RTS - Forum 22.04.2023: Quand les médias parlent climat, les lecteurs seraient tentés de regarder ailleurs. Les articles qui relatent les projections climatiques, ou des menaces futures, comme la fonte des glaciers, sont surtout susceptibles de susciter du déni et de démobiliser. C'est le constat d'une étude de l'Université de Lausanne, entre Sciences sociales et Géosciences.
Interview de la coautrice de la recherche Marie-Elodie Perga, professeure à l’Institut des dynamiques de la surface terrestre de l'Université de Lausanne.
RTS: Votre étude montre que les médias relaient mal les études scientifiques?
MEP: Au cours des cinq dernières années, la couverture médiatique sur les questions du climat a considérablement augmenté (ndlr: début de l'hystérie généralisée dans nos médias et année de l'engagement de MEP en tant que prof à l'UNIL).
Et c'est quelque chose, une très bonne chose à souligner euh, euh... un très bon point. Ce que nous avons regardé, c'est quelles sont les informations, ou quels articles scientifiques, les résultats de recherche scientifiques, qui sont sélectionnés pour être médiatisés. Ce que nous on montre, en fait, c'est que euh, euh, bien sûr, il y a énormément d'articles scientifiques qui sont publiés chaque année, près de 50'000 (!), et il est nécessaire de sélectionner, bien évidemment, on ne peut pas tout médiatiser. Par contre...
RTS: Et ces articles qui sont sélectionnés, ils ne pressent pas sur les bons boutons? Ils démobilisent plutôt que de mobiliser?

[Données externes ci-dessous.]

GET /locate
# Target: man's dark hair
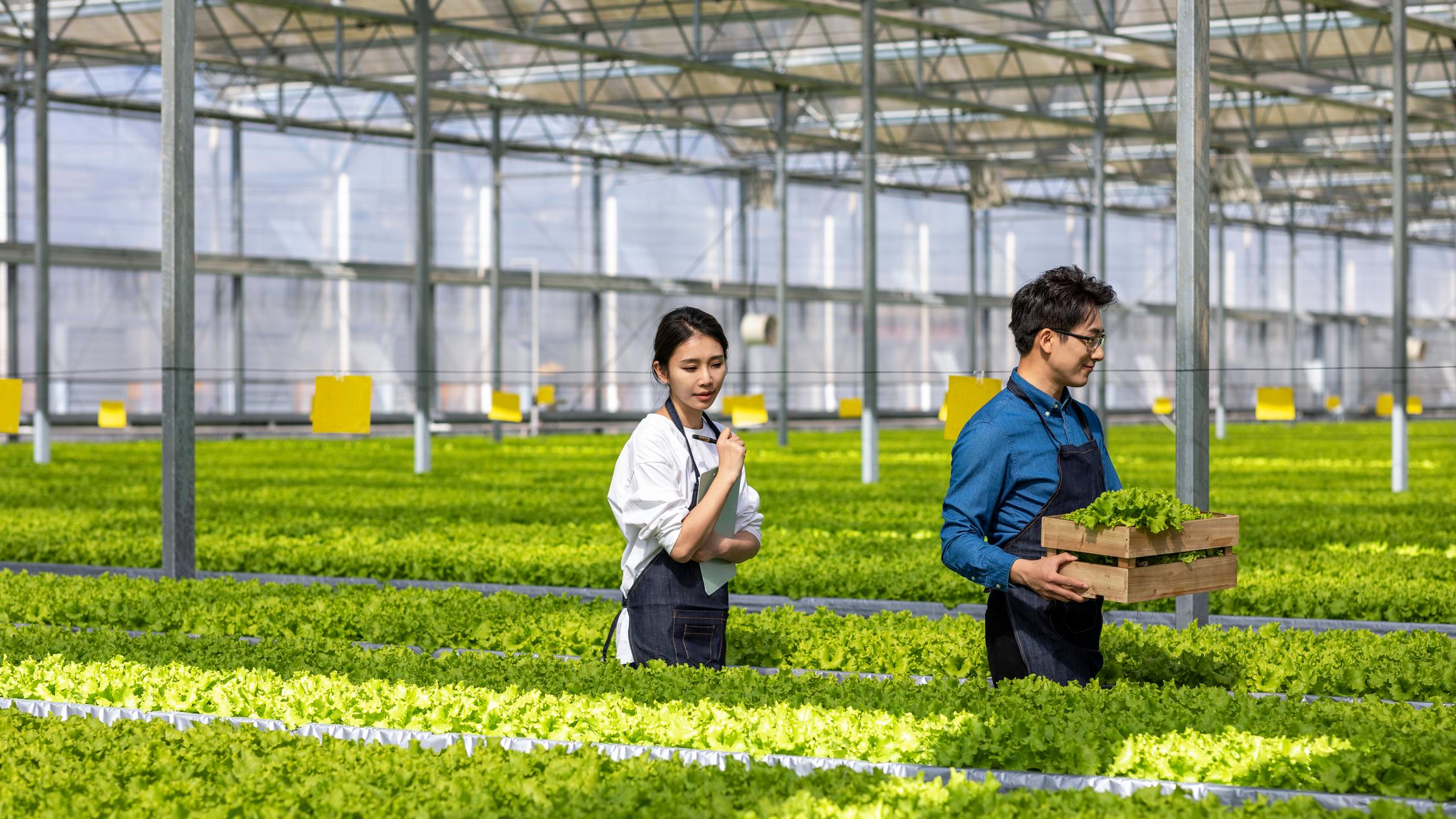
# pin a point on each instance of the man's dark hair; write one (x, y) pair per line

MEP: L'information qui est relayée, elle est extrêmement monolithique. Parmi la diversité des disciplines de recherche qui s'attellent aux enjeux climatiques, celles qui sont préférentiellement sélectionnées pour être médiatisées, ce sont celles qui concernent les changements actuels, ou les changement d'ici à la fin du siècle, de composantes naturelles du système Terre: la fonte des glaciers, le réchauffement des eaux de surface…
Par contre, toutes les recherches qui concernent la sociologie, la politique, la philosophie, l'agriculture, la technologie, tendent à être écrémées par le processus de sélection médiatique.
RTS: Comment ça se fait qu'on ait un focus sur les projections plutôt à long terme, plutôt anxiogènes?
MEP: En fait, ce n'est pas uniquement la, j'allais dire, la raison, ce n’est pas uniquement les médias. C'est tout un ensemble de processus, c'est que les médias ne peuvent relayer déjà que les informations qu'ils reçoivent. Et ça, ça vient des grandes revues scientifiques ou même des offices de presse des académies ou des grandes universités, qui ont déjà à la base ces processus de sélection. Les grandes revues soi-disant plus prestigieuses en sciences sélectionnent déjà ce type de recherches qui favorisent (= se concentrent sur) les changements à l'échelle planétaire jusqu'à la fin du siècle de grands composants du système terrestre.
RTS: Donc c'est aussi une remise en question du système scientifique, et une remise en question pour les revues scientifiques?
MEP: Absolument! C'est une remise en question un peu pour tout le monde. Donc, on peut faire beaucoup mieux. Pour le moment, en relayant cette information monolithique, il est crucial de bien évidemment être très objectif sur les changements qui sont en cours et qui sont à venir, c’est une information qui est très importante, mais ça ne peut pas être la seule. Il faut, pour pouvoir remobiliser l'attention du public, diversifier cette information - puisqu'en plus elle existe, elle est là - pour montrer quels sont les changements locaux, qui se produisent près de chez nous, parce que cela réduit la distance émotionnelle; ceux qui se produisent dans un futur proche, les changements sociologiques, les changements politiques, les enjeux psychologiques, les changements technologiques, avoir un relais d'information qui soit beaucoup plus basé sur la solution (ndlr: des taxes? des lois plus contraignantes? des lois liberticides?), puisqu'il y a énormément de choses qui sont testées, pour plus de diversification.
RTS: Pour que ce soit plus diversifié, plus concernant.